Das dieser Gottesdienst ein wenig anders wird, war klar, als unter anderem Klänge der Erfolgsserie „Game of Trones“ im Orgelvorspiel auftauchten. Der Organist des Abends ist spontan eingesprungen. Aber diese Klänge waren gewollt.

Dieser Gottesdienst war voller Kleinigkeiten und großer Momente. Eine Vorstellung so lebendig und voller „Wollen“, ganz ohne „Müssen“.

Gottesdienste, gestaltet von Jugendlichen, gehen häufig das Risiko ein, zu jung, zu dynamisch, zu laut wirken zu wollen und zu müssen. Krawall und anders-sein um jeden Preis.

Nicht hier

Die Northeimer Jugendkirche wagte, dynamisierte. Kannte aber die leisen Töne. Und die ehrfürchtig großen Momente. Sie konnte Tradition – und sagte dir im zweiten Satz, warum. Jugend stellt Fragen – etwas, das Kirche deutlicher braucht als bisher. Mehr noch als die sonst so gepredigten, zuendegedachten Meinungen und Antworten gereifter Männer und Frauen im schwarzen Kleid.
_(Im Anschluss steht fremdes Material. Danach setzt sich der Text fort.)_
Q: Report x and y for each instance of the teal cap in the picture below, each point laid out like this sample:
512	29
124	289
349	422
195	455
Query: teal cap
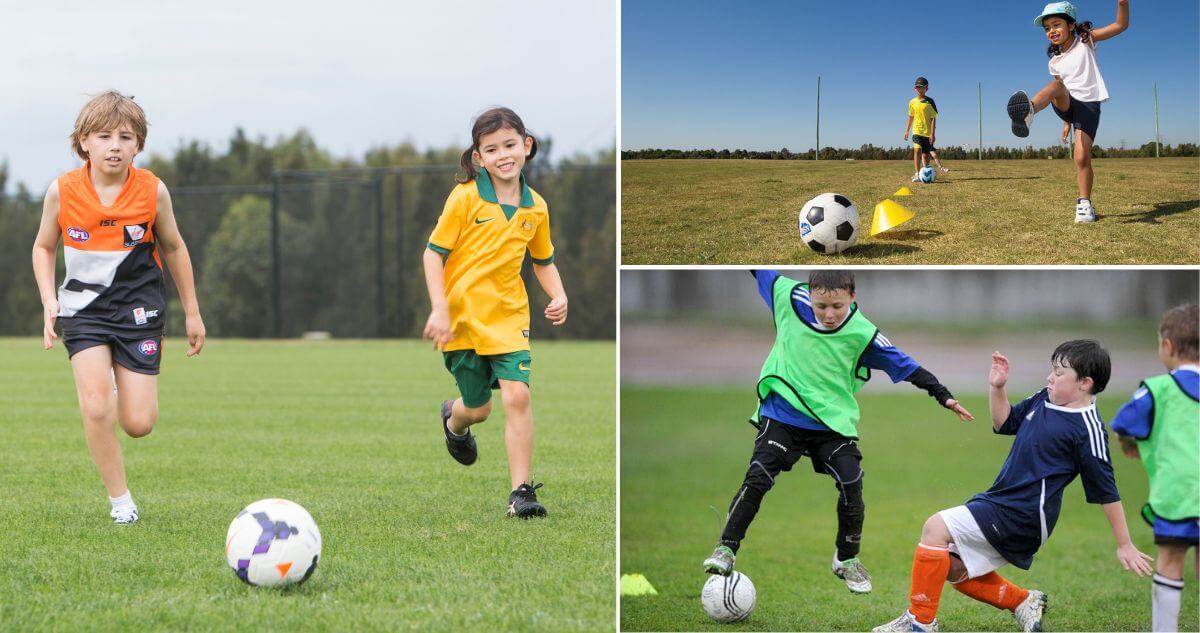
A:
1056	8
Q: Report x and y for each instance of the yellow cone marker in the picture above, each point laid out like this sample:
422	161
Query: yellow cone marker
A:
888	215
636	585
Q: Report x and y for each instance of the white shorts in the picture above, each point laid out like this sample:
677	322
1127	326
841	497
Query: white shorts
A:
978	556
Jugendkirche will zu eigenem Antrieb inspirieren, statt zu Antworten. Die Hand heben statt sie bloß zu reichen. Angeln lernen, statt Fische zu kaufen.

Was die Jugendlichen auf die Beine gestellt haben, war voller Leidenschaft und Freude. Scharfsinnig, spitz und mit dem nötigen Respekt vor dem großen Ganzen.
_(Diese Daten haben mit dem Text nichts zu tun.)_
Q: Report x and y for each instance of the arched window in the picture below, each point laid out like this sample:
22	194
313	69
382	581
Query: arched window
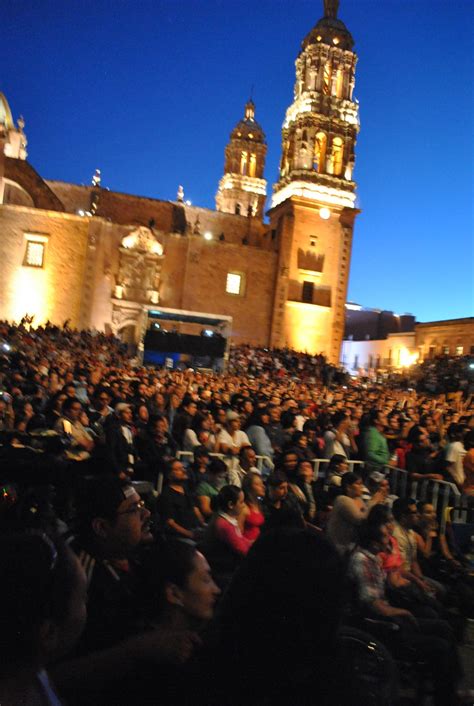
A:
319	157
327	79
339	83
337	154
243	163
253	165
Deshalb fühlte sich niemand vor den Kopf gestoßen, der das traditionelle liebt. Deshalb waren alle begeistert, die nichts gegen ein Selfie im Kirchenschiff haben.

Poetry Slam trifft Jesuskind. Wer ist das – wer bin ich? Die Fragen der Jugend sind die Fragen der Kirche.

Deshalb tut das, was die Northeimer Jugendkirche schafft, so gut. Sie ist so bedeutend, so wichtig, so wohltuend.

Stille Nacht, heilige Nacht. Im Duett, im Kanon. Gänsehaut. Das hat so noch niemand gehört. Es war minimalistisch und leise, und laut im Herzen.

Danke für diesen Mut, Jugendkirche. Zu zeigen, dass niemand einfach glaubt. Dass Glaube erarbeitet werden muss und am Ende keine Antwort, sondern eine Frage steht.

Danke für den Mut, diesen wunderbaren jungen Menschen, die lieben, was sie tun, die Prime Time zu geben, die beste Sendezeit. Heiligabend, 18 Uhr.

Ps: Am 7.1 ist wieder Jugendkirche in Corvinus. Wie jeden ersten Sonntag im Monat. Nur so als Tipp.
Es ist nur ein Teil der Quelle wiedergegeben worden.